I don't have to remember that Marlene and her family were killed barely a few months ago. I don't need to remember the Prewetts, fighting to the last. Or Edgar Bones and his wife, leaving a child just a little older than Harry behind. All I have to dig up is how to make my sparks change colours, or how to make the snow fall from the ceiling, or how to cast a warming charm. But even as happy and distracting as Harry is, even he is a little mellow in this quaint little home in Godric's Hollow.

James says it's because they're trapped, bound under the protection of the Fidelus as much as it protects them. For my part, I'm grateful Dumbledore has the cloak for Order business, because that keeps James inside, and alive. Because they are safe, even if it's not as bright and cheerful as a safe place in the world should be, because that safe place is surrounded by bloodshed and holding a man and a woman who want to fight.

But they have Harry, and Harry is the light that, even when a little mellower than a year-old child of a Marauder should be. And it's enough for now to be able to watch him try to grab flakes of snow in clumsy fists.

. . .

That memory is the first to go when the Dementors come at me. All that stays is hatred and desire: the desire to fix my wrongs, to make all this right, to fix whatever damn thing went wrong – but I can't do that from Azkaban.

I don't even get a lifetime to wallow in my mistake, because the Dementors leave little room for conscious thought. I realise quickly I can't lose my mind – even while it slips ever so slowly away from me. Little Harry playing with conjured snowflakes.
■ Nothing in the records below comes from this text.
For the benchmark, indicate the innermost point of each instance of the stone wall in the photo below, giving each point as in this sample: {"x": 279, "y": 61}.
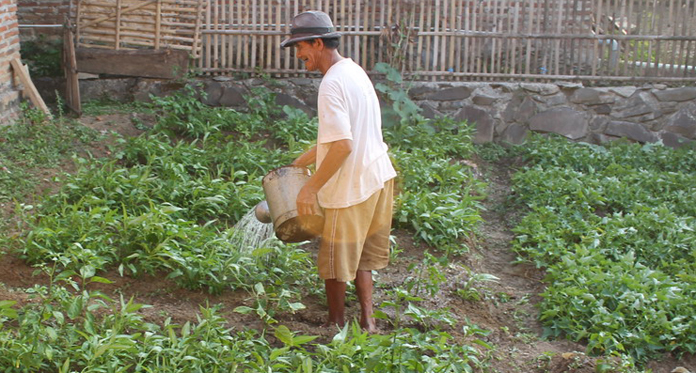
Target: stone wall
{"x": 9, "y": 49}
{"x": 508, "y": 112}
{"x": 501, "y": 112}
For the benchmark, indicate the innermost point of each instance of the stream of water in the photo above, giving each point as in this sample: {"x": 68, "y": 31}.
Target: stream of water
{"x": 251, "y": 234}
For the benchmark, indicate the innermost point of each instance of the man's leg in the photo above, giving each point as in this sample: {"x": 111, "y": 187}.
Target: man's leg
{"x": 363, "y": 287}
{"x": 336, "y": 298}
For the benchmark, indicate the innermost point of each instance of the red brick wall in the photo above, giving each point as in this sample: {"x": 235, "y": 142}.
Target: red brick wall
{"x": 9, "y": 49}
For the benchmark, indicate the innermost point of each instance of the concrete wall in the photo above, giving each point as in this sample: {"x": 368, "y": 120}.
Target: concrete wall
{"x": 42, "y": 12}
{"x": 9, "y": 49}
{"x": 501, "y": 112}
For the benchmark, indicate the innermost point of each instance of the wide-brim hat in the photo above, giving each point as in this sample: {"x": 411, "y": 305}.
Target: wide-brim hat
{"x": 310, "y": 25}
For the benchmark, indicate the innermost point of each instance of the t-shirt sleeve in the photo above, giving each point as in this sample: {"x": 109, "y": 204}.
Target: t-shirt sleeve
{"x": 334, "y": 120}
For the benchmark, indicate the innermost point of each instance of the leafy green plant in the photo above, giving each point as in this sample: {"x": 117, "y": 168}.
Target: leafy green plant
{"x": 611, "y": 227}
{"x": 267, "y": 304}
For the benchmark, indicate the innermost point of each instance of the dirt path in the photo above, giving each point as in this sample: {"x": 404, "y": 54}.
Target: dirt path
{"x": 506, "y": 308}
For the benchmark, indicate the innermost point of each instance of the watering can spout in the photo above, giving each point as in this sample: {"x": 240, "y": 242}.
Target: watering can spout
{"x": 281, "y": 187}
{"x": 262, "y": 213}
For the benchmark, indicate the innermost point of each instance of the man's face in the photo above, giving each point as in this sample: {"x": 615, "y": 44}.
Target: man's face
{"x": 309, "y": 53}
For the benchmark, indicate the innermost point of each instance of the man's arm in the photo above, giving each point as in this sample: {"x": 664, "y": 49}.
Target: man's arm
{"x": 307, "y": 158}
{"x": 337, "y": 154}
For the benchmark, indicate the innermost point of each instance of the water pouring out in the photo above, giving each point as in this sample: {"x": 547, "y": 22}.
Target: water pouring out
{"x": 281, "y": 187}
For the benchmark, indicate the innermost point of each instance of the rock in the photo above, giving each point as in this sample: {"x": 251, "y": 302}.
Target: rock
{"x": 567, "y": 122}
{"x": 668, "y": 107}
{"x": 285, "y": 99}
{"x": 554, "y": 100}
{"x": 422, "y": 91}
{"x": 474, "y": 115}
{"x": 542, "y": 89}
{"x": 428, "y": 111}
{"x": 591, "y": 96}
{"x": 676, "y": 94}
{"x": 213, "y": 92}
{"x": 674, "y": 140}
{"x": 484, "y": 100}
{"x": 601, "y": 109}
{"x": 451, "y": 94}
{"x": 624, "y": 92}
{"x": 484, "y": 132}
{"x": 599, "y": 124}
{"x": 639, "y": 104}
{"x": 520, "y": 109}
{"x": 683, "y": 122}
{"x": 232, "y": 96}
{"x": 515, "y": 134}
{"x": 302, "y": 82}
{"x": 221, "y": 78}
{"x": 569, "y": 85}
{"x": 631, "y": 131}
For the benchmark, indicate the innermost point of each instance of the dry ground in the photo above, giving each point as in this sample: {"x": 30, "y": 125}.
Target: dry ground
{"x": 507, "y": 309}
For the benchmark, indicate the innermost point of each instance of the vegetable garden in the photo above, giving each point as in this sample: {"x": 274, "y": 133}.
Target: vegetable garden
{"x": 612, "y": 226}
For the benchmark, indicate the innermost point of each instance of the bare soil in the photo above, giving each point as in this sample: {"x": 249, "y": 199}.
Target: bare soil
{"x": 507, "y": 308}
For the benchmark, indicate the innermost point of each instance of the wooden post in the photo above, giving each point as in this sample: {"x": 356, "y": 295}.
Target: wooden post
{"x": 29, "y": 89}
{"x": 72, "y": 86}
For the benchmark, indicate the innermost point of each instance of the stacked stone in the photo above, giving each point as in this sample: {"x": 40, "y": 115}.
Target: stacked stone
{"x": 9, "y": 49}
{"x": 501, "y": 112}
{"x": 506, "y": 112}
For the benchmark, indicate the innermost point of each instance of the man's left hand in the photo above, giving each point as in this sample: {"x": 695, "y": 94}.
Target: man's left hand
{"x": 306, "y": 201}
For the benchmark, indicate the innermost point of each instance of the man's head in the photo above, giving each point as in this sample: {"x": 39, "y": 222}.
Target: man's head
{"x": 312, "y": 25}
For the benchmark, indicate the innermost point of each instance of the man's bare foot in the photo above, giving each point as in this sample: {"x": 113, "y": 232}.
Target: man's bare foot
{"x": 330, "y": 324}
{"x": 369, "y": 326}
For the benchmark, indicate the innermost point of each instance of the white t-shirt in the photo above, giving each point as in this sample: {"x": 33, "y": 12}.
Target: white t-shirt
{"x": 348, "y": 108}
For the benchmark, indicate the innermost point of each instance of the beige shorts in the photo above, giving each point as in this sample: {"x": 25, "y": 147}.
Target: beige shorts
{"x": 357, "y": 237}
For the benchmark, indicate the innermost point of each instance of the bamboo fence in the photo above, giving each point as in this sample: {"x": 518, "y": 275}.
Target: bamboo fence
{"x": 140, "y": 24}
{"x": 543, "y": 40}
{"x": 619, "y": 40}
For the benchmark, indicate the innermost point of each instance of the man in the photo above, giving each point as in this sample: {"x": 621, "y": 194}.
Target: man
{"x": 354, "y": 177}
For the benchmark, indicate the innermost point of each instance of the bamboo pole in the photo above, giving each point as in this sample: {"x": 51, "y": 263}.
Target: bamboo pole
{"x": 130, "y": 9}
{"x": 639, "y": 19}
{"x": 515, "y": 30}
{"x": 658, "y": 44}
{"x": 158, "y": 24}
{"x": 279, "y": 11}
{"x": 208, "y": 37}
{"x": 559, "y": 24}
{"x": 117, "y": 37}
{"x": 467, "y": 40}
{"x": 240, "y": 37}
{"x": 382, "y": 26}
{"x": 356, "y": 38}
{"x": 421, "y": 27}
{"x": 690, "y": 18}
{"x": 287, "y": 31}
{"x": 530, "y": 23}
{"x": 428, "y": 51}
{"x": 215, "y": 46}
{"x": 254, "y": 23}
{"x": 671, "y": 22}
{"x": 478, "y": 10}
{"x": 436, "y": 38}
{"x": 457, "y": 44}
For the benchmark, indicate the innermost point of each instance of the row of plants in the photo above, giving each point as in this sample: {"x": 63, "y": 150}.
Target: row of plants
{"x": 80, "y": 330}
{"x": 614, "y": 227}
{"x": 167, "y": 202}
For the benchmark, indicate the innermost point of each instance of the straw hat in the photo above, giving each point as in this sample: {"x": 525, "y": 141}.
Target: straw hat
{"x": 310, "y": 25}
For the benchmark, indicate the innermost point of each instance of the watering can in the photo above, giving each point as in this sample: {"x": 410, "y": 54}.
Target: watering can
{"x": 281, "y": 187}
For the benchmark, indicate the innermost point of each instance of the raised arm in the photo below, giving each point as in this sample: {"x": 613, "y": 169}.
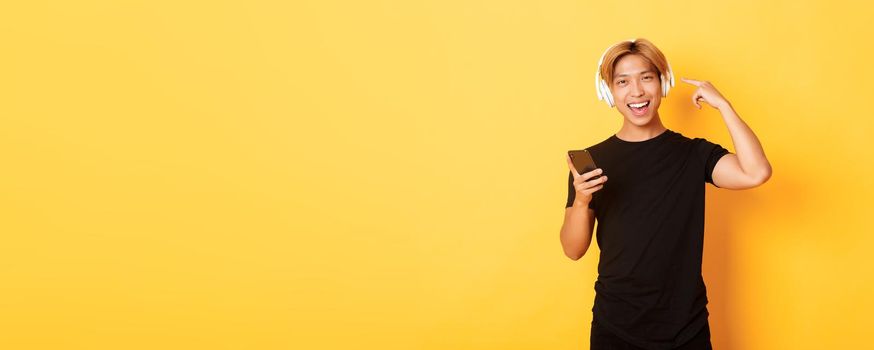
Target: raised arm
{"x": 749, "y": 167}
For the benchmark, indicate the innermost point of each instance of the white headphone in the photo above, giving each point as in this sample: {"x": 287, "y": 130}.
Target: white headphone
{"x": 603, "y": 89}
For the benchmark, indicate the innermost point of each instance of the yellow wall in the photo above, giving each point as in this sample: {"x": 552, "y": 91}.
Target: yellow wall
{"x": 391, "y": 174}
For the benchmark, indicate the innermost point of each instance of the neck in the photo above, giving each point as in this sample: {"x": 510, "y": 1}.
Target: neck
{"x": 632, "y": 132}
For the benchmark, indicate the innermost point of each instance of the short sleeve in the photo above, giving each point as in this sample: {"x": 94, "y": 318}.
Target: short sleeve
{"x": 572, "y": 193}
{"x": 709, "y": 153}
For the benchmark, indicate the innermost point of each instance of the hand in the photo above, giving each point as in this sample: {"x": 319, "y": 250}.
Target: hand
{"x": 582, "y": 185}
{"x": 706, "y": 92}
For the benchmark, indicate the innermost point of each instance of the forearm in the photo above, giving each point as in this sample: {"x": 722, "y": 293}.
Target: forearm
{"x": 749, "y": 150}
{"x": 576, "y": 231}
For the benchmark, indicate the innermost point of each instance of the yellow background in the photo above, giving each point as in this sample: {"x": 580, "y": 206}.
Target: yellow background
{"x": 391, "y": 174}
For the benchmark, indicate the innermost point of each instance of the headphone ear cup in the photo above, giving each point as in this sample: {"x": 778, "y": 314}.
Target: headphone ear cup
{"x": 665, "y": 86}
{"x": 607, "y": 94}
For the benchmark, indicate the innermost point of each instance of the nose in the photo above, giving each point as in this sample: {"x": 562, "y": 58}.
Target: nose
{"x": 637, "y": 88}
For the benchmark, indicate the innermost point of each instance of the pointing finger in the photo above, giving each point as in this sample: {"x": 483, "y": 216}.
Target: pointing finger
{"x": 695, "y": 97}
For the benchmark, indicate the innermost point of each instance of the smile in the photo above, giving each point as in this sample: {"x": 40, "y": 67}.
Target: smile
{"x": 639, "y": 109}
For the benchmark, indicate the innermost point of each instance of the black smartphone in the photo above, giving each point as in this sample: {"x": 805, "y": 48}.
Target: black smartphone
{"x": 583, "y": 162}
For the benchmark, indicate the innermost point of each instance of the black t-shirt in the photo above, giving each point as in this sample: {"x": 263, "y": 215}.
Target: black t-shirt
{"x": 650, "y": 216}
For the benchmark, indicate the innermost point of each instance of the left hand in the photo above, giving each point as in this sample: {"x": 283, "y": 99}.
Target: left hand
{"x": 706, "y": 93}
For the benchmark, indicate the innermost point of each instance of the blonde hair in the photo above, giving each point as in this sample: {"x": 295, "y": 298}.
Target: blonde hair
{"x": 641, "y": 47}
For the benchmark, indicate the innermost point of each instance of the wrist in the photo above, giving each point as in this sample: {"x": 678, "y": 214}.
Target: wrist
{"x": 725, "y": 106}
{"x": 581, "y": 203}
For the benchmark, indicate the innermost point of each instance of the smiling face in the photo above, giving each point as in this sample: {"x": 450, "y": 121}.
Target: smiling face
{"x": 636, "y": 89}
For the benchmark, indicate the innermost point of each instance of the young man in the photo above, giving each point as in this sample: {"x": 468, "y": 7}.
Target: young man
{"x": 649, "y": 204}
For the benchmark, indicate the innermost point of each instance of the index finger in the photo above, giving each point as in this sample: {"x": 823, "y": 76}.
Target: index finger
{"x": 691, "y": 81}
{"x": 570, "y": 164}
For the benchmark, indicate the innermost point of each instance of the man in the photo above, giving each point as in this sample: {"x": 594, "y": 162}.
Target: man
{"x": 649, "y": 204}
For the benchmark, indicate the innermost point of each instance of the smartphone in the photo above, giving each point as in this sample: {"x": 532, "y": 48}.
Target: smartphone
{"x": 583, "y": 162}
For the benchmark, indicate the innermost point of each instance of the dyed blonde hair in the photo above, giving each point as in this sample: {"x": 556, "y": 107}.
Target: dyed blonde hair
{"x": 641, "y": 47}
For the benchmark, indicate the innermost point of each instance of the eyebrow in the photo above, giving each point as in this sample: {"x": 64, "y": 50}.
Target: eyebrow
{"x": 641, "y": 73}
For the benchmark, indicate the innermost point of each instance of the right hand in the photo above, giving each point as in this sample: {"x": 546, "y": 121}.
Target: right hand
{"x": 582, "y": 184}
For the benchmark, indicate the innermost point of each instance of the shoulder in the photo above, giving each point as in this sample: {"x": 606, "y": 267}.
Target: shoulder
{"x": 600, "y": 145}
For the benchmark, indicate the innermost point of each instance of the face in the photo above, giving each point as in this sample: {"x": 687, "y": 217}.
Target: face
{"x": 635, "y": 83}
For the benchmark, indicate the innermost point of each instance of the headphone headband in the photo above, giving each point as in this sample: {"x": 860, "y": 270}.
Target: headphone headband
{"x": 603, "y": 89}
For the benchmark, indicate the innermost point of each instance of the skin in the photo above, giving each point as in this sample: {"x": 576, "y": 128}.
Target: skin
{"x": 636, "y": 80}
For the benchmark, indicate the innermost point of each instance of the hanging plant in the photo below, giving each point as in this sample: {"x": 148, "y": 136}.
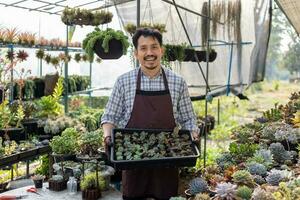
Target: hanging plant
{"x": 40, "y": 53}
{"x": 77, "y": 57}
{"x": 22, "y": 55}
{"x": 73, "y": 16}
{"x": 107, "y": 44}
{"x": 131, "y": 28}
{"x": 47, "y": 58}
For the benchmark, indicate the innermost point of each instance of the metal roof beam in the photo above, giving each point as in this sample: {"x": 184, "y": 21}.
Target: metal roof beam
{"x": 30, "y": 9}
Little Harry flying on a toy broomstick barely a foot off the ground. A Harry that looks small enough for the animagus part of me to swallow – and as the thought slips away into the chill, I feel my mind a little lighter, and my body closer to the ground.

I learn the animagus in me somewhat protects me from the chill, and I sort through my memories. Lily with her belly swelling. James looking as though he's about to faint as Lily announces her pregnancy. James and Lily on their wedding day. James' face when Lily accepts his proposal, when she accepts his first date, when he first lays eyes on her… And then there's Remus, poor Remus with whom I've left so much regret. Rage swells in my once again as I recall the true traitor in our midst, the rat that destroyed us all in a fell swoop as we trusted him to the last.

Hot tears roll down my cheeks and I am a human again, human and bitter and clinging to that regret as the happy memories of my best friend and his wife slip away.

. . .

I cling to some things now, those that the Dementors can't take away. Like my regret, which gives me purpose if not the happiness to brighten my eyes and heart. But this is my punishment, my consequence, and I am accepting of it. The gallows have swung unexpectedly and taken most of my head; what remains is all that will keep me alive and sane.

Innocence is gone: a thing that made the little snow globe in a large grey world a paradise, and the grey world itself a bearable place. There is nothing but hatred, regret and desire. Hatred for myself, for failing my friends. Hatred for Pettigrew, whose name I cannot think without the longing of blood and flesh devouring me. Desire for another chance, a way to set the world straight again, a world where those memories I've lost can become memories once more.

I am more animal now than human, because a human needs happiness like food and water. The Dementors leave me much alone when I'm in my dog form, and in that I can look around, and think, and not cling to my shreds of sanity so hard my lips bleed with blood.

And when I feel bones crunch beneath my canine teeth, I can think of Peter Pettigrew's little rat body crushed in my jaws and feel alive.